Old letters and a lost comb, a crumbling old home and family secrets; it seems The Emerald Comb is a typical recipe for a modern day English mystery. Just as anyone fond of English mysteries, I was drawn like a moth to a flame.
Katie, obsessed with her lineage, spends a lot of time tracing her ancestors, the St. Clairs much to her husband's disdain. When she steps into Kingsley House, the old residence of the St. Clairs, buried secrets of the family starts to unfold and it all becomes even more muddled for Katie. Who was the owner of the emerald comb? Which part of the family history does it come in?
There is something old fashioned at the way this book is written that I couldn’t picture out much of the modern world in it. This quality, spreading throughout the book, creates a nostalgic atmosphere and complements when the story takes us back to the past. It is perhaps because of this that Bartholomew’s story looms larger in presence and eclipses Katie’s story just a bit.
Chapters move back and forth from the 19th to 21st century and this is where things get a bit tricky for me. This kind of style is most often used but there comes a point when, during the cuts, interest would slightly waver and I have half a mind to make a jump for it. I am not exactly sure if this is necessarily a good or a bad merit. It did not also help that Katie seemed to be the only interesting character in the 21st century, apart from the elderly couple who lived at Kingsley House. I thought Simon’s disapproving reactions in the beginning borders on unlikable and in spite what happened further on, it did not really wipe away earlier impressions. That or my sympathy has run its course while reading about the old St. Clairs. In any case, the past was more gripping than the present here (partly because the meat of the story is there).
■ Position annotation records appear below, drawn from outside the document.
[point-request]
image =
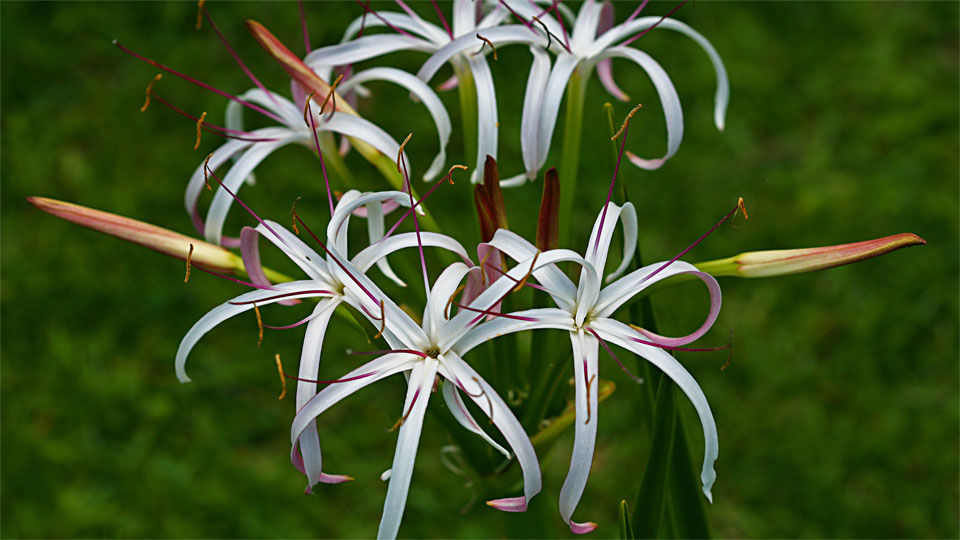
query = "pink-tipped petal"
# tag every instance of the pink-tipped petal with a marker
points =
(509, 504)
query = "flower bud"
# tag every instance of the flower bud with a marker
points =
(150, 236)
(794, 261)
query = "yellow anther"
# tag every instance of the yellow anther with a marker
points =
(283, 380)
(186, 278)
(293, 216)
(332, 92)
(206, 167)
(199, 126)
(743, 208)
(146, 102)
(400, 151)
(200, 14)
(485, 43)
(626, 121)
(306, 108)
(259, 325)
(454, 167)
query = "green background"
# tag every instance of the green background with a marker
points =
(838, 416)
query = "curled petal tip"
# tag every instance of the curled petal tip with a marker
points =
(582, 528)
(510, 504)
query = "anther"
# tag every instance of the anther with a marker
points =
(293, 215)
(149, 91)
(306, 107)
(626, 121)
(485, 43)
(186, 278)
(383, 321)
(199, 129)
(200, 20)
(206, 167)
(283, 380)
(332, 92)
(259, 325)
(400, 151)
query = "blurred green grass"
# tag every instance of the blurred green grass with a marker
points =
(837, 418)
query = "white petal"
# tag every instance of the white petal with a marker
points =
(425, 94)
(309, 370)
(299, 289)
(615, 332)
(672, 112)
(586, 381)
(459, 411)
(485, 397)
(421, 381)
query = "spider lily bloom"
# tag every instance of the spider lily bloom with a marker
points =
(586, 310)
(424, 351)
(587, 46)
(323, 283)
(413, 33)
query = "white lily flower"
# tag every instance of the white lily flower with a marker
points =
(323, 282)
(587, 46)
(413, 33)
(586, 310)
(424, 351)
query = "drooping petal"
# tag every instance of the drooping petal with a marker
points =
(585, 356)
(414, 407)
(427, 96)
(459, 411)
(617, 332)
(487, 399)
(295, 289)
(672, 112)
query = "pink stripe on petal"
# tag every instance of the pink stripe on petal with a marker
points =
(510, 504)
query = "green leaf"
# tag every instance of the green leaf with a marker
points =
(626, 531)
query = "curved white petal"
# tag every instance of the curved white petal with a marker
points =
(530, 117)
(543, 318)
(672, 112)
(556, 86)
(615, 332)
(414, 407)
(309, 370)
(586, 381)
(222, 200)
(425, 94)
(485, 397)
(295, 289)
(459, 411)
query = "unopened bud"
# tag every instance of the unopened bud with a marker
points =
(156, 238)
(794, 261)
(548, 222)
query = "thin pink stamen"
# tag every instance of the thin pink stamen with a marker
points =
(199, 83)
(643, 33)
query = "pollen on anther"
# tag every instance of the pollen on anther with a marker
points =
(203, 117)
(283, 380)
(149, 91)
(186, 278)
(626, 121)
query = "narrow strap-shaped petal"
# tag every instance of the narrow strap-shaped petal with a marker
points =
(487, 399)
(414, 408)
(528, 320)
(669, 100)
(617, 332)
(429, 98)
(530, 117)
(295, 289)
(309, 440)
(459, 411)
(722, 96)
(585, 356)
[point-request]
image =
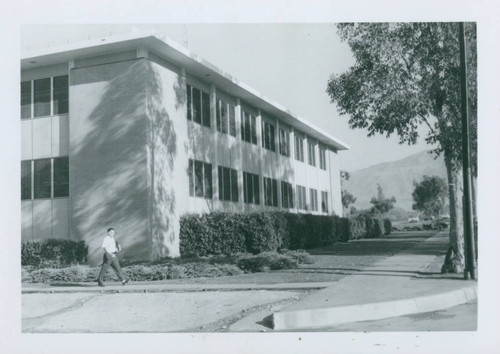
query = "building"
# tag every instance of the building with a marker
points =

I loved a lot of English mysteries but I have to say The English Comb couldn’t quite get me there, like a very nice dish missing an ingredient. Perhaps I needed more from that emerald comb. It is as if it stayed true to its intent that some secrets are very much best left buried but Kathleen McGurl makes it worth a try for us to dig in anyway. Hauntingly dramatic with its elegant writing, it was a good read with just the right edge to it.
Some secrets are best left buried...
Researching her family tree had been little more than a hobby – until Katie stepped onto Kingsley House’s sprawling, ivy-strewn drive. The house may be crumbling today, but it was once the intimidatingly opulent residence of the St Clairs, Katie’s ancestors. Arriving here two hundred years later, emotion stirs in Katie: a strange nostalgia for a place she’s never seen before... and when Kingsley House comes up for sale, Katie is determined that her family must buy it.
Surrounded by the mysteries of the past, Katie’s pastime becomes a darker obsession, as she searches through history to trace her heritage. But she soon discovers that these walls house terrible secrets. And when forgotten stories and hidden betrayals come to light, the past seems more alive than Katie could ever have imagined.
Title: The Emerald Comb
Author: Kathleen McGurl
Published: September 2014
Publisher: Carina UK
Rating: ♨♨♨ ( 3 cups - I have to say I skipped a few parts but the suspense and thrill kept me at hand.)